Oggi HP Watermakers è fornitore dei più importanti cantieri mondiali: dagli italiani Azimut, Benetti, Absolute, Sanlorenzo al turco Alia Yachts fino allo statunitense Bering, per proseguire con l’emiratino Majesty Yachts e tornare in Italia con Rossinavi, solo per citarne alcuni. Un giro del mondo virtuale che sottolinea come i prodotti HP Watermakers siano imbarcati su yacht che navigano in lungo e in largo in ogni mare. Ma è indubbio che una grande concentrazione si trova proprio negli Stati Uniti, e in Florida e ai Caraibi in particolare. Da qui, come aveva giustamente richiesto quel committente viareggino in un periodo nel quale lo yachting mondiale non era sviluppato come lo è oggi, nasceva la necessità di un presidio in loco direttamente controllato dalla casa madre di Milano.
«In questo momento la priorità è garantire ai nostri clienti la migliore e più tempestiva assistenza perché, come è nostra politica consolidata, non ci limitiamo ad assicurare standard di alta qualità, ma anche un pronto e professionale servizio post vendita. Qualche settimana fa ho vissuto un episodio emblematico: un dealer Absolute statunitense ci ha chiesto il ricambio di una scheda che si era bruciata, chiedendo se fosse possibile averla entro una quindicina di giorni. Ho telefonato a David Di Meco, il nostro partner di Fort Lauderdale, e dopo esattamente un’ora e mezza dalla prima mail la nuova scheda era stata consegnata. È questo che intendo per assistenza, ma è solo l’inizio».

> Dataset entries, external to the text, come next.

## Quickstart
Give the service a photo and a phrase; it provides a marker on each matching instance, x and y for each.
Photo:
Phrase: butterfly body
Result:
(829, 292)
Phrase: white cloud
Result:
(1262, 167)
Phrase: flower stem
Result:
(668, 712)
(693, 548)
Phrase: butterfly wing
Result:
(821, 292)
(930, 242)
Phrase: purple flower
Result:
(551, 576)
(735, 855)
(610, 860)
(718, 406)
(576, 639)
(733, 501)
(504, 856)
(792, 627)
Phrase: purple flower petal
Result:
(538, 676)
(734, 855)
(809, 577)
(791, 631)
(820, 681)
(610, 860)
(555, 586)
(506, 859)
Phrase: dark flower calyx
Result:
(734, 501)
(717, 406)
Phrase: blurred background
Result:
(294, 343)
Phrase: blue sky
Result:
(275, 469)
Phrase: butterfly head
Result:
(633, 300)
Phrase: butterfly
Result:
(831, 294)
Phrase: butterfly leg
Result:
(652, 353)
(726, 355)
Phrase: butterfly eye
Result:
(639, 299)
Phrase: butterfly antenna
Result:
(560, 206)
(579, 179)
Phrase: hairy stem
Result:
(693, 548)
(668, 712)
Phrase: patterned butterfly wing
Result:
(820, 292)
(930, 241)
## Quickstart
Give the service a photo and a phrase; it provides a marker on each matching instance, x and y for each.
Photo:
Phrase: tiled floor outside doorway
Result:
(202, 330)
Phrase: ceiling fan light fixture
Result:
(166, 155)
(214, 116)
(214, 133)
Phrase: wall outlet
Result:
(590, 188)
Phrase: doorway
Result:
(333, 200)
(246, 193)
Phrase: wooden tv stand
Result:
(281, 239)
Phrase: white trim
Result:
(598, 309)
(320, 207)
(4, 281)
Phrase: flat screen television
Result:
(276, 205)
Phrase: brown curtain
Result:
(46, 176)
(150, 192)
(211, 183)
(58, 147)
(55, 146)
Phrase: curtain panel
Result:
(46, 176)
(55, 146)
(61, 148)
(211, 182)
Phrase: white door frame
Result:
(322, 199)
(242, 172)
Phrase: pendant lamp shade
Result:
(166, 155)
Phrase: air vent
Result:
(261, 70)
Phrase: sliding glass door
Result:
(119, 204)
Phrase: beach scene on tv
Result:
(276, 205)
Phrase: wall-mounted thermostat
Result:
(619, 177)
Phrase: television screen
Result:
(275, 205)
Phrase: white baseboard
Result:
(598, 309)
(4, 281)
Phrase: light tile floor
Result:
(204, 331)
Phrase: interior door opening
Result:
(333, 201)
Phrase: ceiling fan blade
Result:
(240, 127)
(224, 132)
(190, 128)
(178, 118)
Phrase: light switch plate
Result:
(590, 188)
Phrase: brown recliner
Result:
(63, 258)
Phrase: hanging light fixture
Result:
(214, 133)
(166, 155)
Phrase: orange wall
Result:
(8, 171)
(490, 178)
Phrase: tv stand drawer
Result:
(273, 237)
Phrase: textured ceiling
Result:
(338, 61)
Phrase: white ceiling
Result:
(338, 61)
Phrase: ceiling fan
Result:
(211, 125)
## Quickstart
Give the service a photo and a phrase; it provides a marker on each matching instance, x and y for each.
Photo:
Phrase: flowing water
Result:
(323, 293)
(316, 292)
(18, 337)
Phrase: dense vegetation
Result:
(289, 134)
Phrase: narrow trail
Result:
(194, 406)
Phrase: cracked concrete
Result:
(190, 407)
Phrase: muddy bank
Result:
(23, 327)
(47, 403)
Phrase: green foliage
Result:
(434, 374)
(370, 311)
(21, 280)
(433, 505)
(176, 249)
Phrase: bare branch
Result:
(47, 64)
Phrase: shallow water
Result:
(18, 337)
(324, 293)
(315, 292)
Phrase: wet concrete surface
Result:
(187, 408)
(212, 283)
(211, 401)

Non è un mistero che un buon servizio di assistenza traini anche una migliore immagine complessiva del prodotto in combinazione alle sue valenze tecniche. HP Watermakers, giova ricordarlo, è stata la prima azienda del settore a sviluppare una propria interfaccia (denominata Part-NET) completamente compatibile con i sistemi elettronici di bordo di vari marchi come Raymarine, Garmin, Furuno, Simrad, B&G e Lowrance. In questo modo, l’utente può controllare l’intero sistema di dissalazione, compresa la pressione e tutti gli altri parametri di funzionamento, dal plotter in plancia o anche da smartphone, quando è disponibile una connessione internet, senza alcun intervento manuale.
«Non nascondo che l’obiettivo immediatamente successivo all’apertura del nostro “flagship warehouse” statunitense (al 1017 SE 17th Street di F3 Marina, a pochi passi dai principali cantieri) è quello di farlo diventare il motore di una penetrazione ulteriore nel mercato americano con la creazione di un network di sub-dealer e il potenziamento della nostra presenza presso i tanti costruttori locali. La nostra seconda partecipazione al Fort Lauderdale International Boat Show (stand #498) è un importante passo verso un ricco percorso di crescita, che avevamo già programmato in settembre con IBEX, purtroppo cancellato a causa dell’uragano Ian» conclude Zucco.